The leader of the British army in Afghanistan has said more troops are likely to be killed in the battle against Taleban forces.
Helmand is one of Afghanistan's toughest areas
Brigadier Ed Butler was speaking after two British soldiers died during operations in Helmand province.
They were killed on Saturday in an attack on the regional headquarters in the town of Sangin.
Both men served with the 3rd Para Battlegroup. Four other soldiers were injured in the attack.
The British outpost was targeted by fighters with light weapons and rocket-propelled grenades.
Following the soldiers' deaths, coalition air-strikes targeted a suspected Taleban hide-out in the Joshali area of Sangin, killing at least nine militants.
Five British soldiers have now been killed in Afghanistan in the last three weeks. Most of the 3,300 British troops in the country are in Helmand.
'Facing down the Taleban'
Brigadier Butler said: "Of course any casualties are hugely regrettable, and we feel for the families of those soldiers."
But he added: "We are prepared that there will be unfortunately more casualties as we win the campaign against those people who oppose security, who oppose the government of Afghanistan and those who won't want this place to be a better place to live."
He warned more soldiers would be injured, or even killed, as forces try to impose order on the lawless south of Afghanistan.
But he rejected comparisons with the situation in Iraq, saying: "They are two different missions".
Army chiefs have now got to decide how to react to events in Helmand, according to Alastair Leithead, BBC correspondent in Kabul, who said the latest deaths were a "severe blow".
"They knew it would be a very dangerous mission but they never wanted to be quite so exposed in such remote parts of Helmand province so early in their deployment.
"Whether they will send more troops in from their main bases in Helmand, or whether they will withdraw the troops, are decisions which the commanders will make."
British soldiers have been taking a "soft hat" approach, wearing berets instead of helmets whilst on patrol and are still trying to win Afghan "hearts and minds".
Defence Secretary Des Browne said: "My thoughts are with the family and friends of those killed in the attack against UK troops in Afghanistan.
"Our troops are in Afghanistan to help the Afghans rebuild their country. That means facing down the Taleban, who will go to any lengths to oppose progress.
"In doing this job we lost two of our troops yesterday and I am greatly saddened by this."

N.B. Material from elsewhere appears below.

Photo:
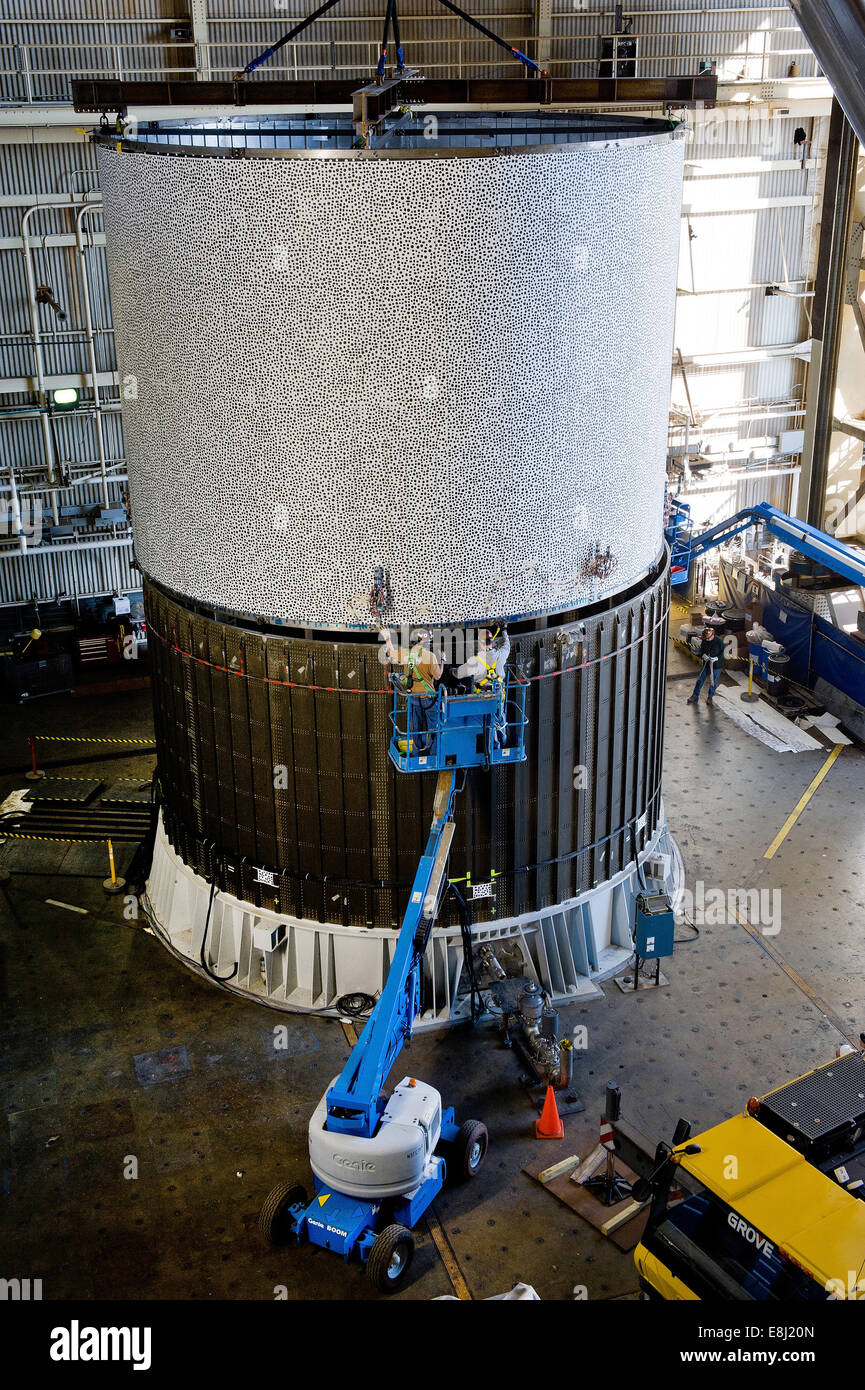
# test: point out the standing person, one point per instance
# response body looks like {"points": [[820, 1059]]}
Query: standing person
{"points": [[711, 656], [423, 673], [487, 666]]}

But Major General Patrick Cordingley, who led British forces in the first Gulf War, said more soldiers may be needed to bolster the 3,300 already in Afghanistan.
Major Cordingley, who recently visited Helmand, said: "We mustn't be humiliated at this stage.
"We have got to actually crack on with this thing and, however sad it is, we have got to push forward and make sure we establish our presence there."
Labour MP Mike Gapes, chairman of the foreign affairs committee, told BBC Breakfast: "I hope the government will be giving us a statement very soon on what they intend to do to deal with this situation, because clearly we need to make sure that our forces in Afghanistan get the full support that they need."
Shadow foreign secretary William Hague said British troops were effectively "at war" in Afghanistan.
He said they were being asked to win the hearts and minds of the Afghan people while removing their main source of income.
Mr Hague said that, unless the British could demonstrate an alternative future to growing opium and being with the Taleban, they would not succeed.
The cross-party Commons Foreign Affairs Committee also warned that there was a "fundamental tension" at the heart of the Afghanistan mission which could make the security situation worse by flushing out drug barons.